Held in Victoria, the world’s first Botanic Gardens Climate Change Summit was presented with a comprehensive analysis of its collections by the Royal Botanic Gardens Victoria (RBGV).

The analysis showed that at least 26 per cent of the species will be put at risk with the climate conditions predicted for Melbourne over coming decades.

The representatives of 13 botanical organisations from around the world agreed to form an alliance to share their expertise, strengthen leadership and develop responses to the impacts of climate change on plants and plant landscapes.

They signed a declaration that they would work as an alliance to “safeguard life by protecting landscapes”.

Director and Chief Executive of RBGV, Tim Entwisle said botanic gardens needed to be part of a combined community and Government commitment to respond to climate change right now.

“Climate change is a threat to plants and to people,” Professor Entwisle said.

“Already it is changing what we can grow in our botanic gardens, streets and parks, and increasingly it will change our world.

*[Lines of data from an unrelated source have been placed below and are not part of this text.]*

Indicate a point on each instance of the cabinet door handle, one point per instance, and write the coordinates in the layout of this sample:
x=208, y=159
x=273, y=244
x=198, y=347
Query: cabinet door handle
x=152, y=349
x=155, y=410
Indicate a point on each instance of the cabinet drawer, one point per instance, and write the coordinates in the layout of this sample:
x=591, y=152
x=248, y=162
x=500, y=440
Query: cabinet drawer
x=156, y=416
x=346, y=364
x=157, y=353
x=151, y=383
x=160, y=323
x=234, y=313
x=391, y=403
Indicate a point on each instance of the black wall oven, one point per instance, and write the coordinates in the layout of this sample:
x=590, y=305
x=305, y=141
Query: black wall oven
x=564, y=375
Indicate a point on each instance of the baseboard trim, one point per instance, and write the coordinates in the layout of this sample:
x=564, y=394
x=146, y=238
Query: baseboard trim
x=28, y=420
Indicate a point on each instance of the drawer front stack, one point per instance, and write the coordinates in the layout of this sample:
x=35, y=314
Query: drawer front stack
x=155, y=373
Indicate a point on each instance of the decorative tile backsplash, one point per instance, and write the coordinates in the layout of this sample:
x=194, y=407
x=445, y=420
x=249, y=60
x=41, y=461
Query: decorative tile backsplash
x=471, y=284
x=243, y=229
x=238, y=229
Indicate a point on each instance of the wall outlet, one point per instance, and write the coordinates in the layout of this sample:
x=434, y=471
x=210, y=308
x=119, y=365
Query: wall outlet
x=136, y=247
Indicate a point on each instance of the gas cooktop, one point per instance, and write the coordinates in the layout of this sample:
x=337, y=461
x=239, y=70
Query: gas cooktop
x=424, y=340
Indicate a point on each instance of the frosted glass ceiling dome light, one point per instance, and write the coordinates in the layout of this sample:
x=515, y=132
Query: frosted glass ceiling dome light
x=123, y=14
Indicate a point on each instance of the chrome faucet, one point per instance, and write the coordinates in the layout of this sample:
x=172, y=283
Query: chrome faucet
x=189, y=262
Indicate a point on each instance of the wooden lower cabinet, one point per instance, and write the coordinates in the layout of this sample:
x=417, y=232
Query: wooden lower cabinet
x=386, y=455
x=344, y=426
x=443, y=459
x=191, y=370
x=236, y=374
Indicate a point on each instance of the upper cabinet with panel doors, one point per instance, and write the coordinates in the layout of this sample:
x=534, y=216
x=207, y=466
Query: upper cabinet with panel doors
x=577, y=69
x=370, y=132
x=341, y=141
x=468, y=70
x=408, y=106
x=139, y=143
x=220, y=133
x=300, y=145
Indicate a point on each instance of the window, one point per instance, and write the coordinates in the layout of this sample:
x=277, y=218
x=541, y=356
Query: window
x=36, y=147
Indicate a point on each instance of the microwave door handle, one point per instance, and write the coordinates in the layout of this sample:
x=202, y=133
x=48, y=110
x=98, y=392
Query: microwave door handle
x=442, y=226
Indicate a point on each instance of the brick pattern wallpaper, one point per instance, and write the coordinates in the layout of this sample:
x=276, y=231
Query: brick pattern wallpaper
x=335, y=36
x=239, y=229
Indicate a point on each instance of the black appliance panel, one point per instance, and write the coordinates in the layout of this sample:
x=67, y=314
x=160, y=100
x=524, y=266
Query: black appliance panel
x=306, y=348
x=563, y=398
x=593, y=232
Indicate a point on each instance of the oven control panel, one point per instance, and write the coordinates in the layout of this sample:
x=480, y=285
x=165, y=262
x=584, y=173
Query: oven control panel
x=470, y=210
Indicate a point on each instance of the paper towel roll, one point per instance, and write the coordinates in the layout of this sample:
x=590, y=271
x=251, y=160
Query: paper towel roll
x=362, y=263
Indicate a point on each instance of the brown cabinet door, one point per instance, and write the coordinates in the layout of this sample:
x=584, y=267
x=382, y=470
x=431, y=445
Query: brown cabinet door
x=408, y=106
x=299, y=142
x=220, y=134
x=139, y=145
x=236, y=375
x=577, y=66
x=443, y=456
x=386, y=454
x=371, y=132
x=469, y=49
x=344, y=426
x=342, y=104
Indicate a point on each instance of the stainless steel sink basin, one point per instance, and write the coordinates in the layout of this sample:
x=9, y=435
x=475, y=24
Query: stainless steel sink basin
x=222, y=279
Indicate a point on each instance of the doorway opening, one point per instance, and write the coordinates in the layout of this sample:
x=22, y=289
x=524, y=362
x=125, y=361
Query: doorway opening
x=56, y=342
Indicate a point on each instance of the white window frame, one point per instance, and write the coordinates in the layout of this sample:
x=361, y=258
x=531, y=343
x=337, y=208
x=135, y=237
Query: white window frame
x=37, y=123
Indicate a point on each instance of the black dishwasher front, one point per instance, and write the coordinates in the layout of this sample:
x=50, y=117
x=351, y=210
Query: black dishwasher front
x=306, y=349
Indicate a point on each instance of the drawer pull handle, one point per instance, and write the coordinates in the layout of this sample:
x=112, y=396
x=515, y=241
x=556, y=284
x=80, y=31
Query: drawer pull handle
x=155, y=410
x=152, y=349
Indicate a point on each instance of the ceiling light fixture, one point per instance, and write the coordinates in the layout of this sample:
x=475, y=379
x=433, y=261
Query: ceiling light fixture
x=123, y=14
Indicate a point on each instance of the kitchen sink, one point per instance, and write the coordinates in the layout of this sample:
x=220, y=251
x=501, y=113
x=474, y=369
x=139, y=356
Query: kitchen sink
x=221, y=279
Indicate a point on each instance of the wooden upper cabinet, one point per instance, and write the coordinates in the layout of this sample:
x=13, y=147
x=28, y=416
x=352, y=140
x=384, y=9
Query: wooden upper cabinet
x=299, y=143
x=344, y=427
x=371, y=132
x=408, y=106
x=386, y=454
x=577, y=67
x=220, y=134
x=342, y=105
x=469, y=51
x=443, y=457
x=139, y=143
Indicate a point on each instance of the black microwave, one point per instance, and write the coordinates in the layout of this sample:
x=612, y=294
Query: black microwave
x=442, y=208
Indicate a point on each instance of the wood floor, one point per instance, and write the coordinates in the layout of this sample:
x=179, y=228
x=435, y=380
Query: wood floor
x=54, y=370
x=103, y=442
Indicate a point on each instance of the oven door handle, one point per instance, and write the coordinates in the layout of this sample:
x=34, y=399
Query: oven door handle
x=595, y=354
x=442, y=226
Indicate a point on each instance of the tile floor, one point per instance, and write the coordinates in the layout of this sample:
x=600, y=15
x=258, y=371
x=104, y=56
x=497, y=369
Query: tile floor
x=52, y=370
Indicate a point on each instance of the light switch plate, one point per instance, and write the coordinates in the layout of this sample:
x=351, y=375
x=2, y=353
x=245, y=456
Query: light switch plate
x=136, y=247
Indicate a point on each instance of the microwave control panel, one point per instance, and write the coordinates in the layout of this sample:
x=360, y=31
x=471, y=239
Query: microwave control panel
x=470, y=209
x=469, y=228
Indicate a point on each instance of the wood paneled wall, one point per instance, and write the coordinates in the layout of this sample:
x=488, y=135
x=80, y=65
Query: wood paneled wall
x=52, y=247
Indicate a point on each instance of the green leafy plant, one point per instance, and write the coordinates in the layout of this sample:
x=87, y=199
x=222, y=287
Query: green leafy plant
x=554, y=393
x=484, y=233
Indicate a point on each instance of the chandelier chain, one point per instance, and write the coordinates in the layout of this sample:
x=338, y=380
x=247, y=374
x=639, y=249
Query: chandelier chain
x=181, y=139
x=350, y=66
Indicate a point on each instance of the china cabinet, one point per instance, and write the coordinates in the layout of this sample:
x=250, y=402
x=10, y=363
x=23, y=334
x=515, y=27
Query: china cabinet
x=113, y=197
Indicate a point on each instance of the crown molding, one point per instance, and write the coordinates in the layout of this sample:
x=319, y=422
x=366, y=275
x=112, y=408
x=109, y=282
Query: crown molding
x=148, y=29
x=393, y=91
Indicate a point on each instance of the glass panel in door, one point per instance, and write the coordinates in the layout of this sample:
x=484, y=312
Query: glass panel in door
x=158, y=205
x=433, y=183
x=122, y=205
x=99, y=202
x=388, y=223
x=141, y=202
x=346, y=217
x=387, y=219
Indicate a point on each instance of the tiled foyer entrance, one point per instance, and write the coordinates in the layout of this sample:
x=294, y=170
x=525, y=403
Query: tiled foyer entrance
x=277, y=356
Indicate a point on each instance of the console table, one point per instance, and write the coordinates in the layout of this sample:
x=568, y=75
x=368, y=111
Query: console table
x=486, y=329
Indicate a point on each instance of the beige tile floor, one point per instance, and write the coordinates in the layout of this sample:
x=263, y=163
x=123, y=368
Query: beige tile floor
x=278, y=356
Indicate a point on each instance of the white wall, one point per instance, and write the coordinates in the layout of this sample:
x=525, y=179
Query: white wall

“A tree planted now must survive the climate in 70 years, as well as today.”

He said it the responsibility of botanic garden agencies to adapt their gardens to the now unavoidable changes in climate.

“We are obliged to review what we grow, adapt our cultural landscapes with care and responsibility, and in some cases grow new plants and learn new horticultural techniques,” Professor Entwisle said.

He said sticking their heads in the sand was not an option.

“We can’t just hope that this venerable old garden will survive as it is, or that our stunning Australian Garden at Cranbourne will keep supporting the same plants,” he said.

“If our botanic gardens are to do what we want them to do – to change the world, to connect people to nature, to inspire and transform – we must plan for the succession of our landscape.”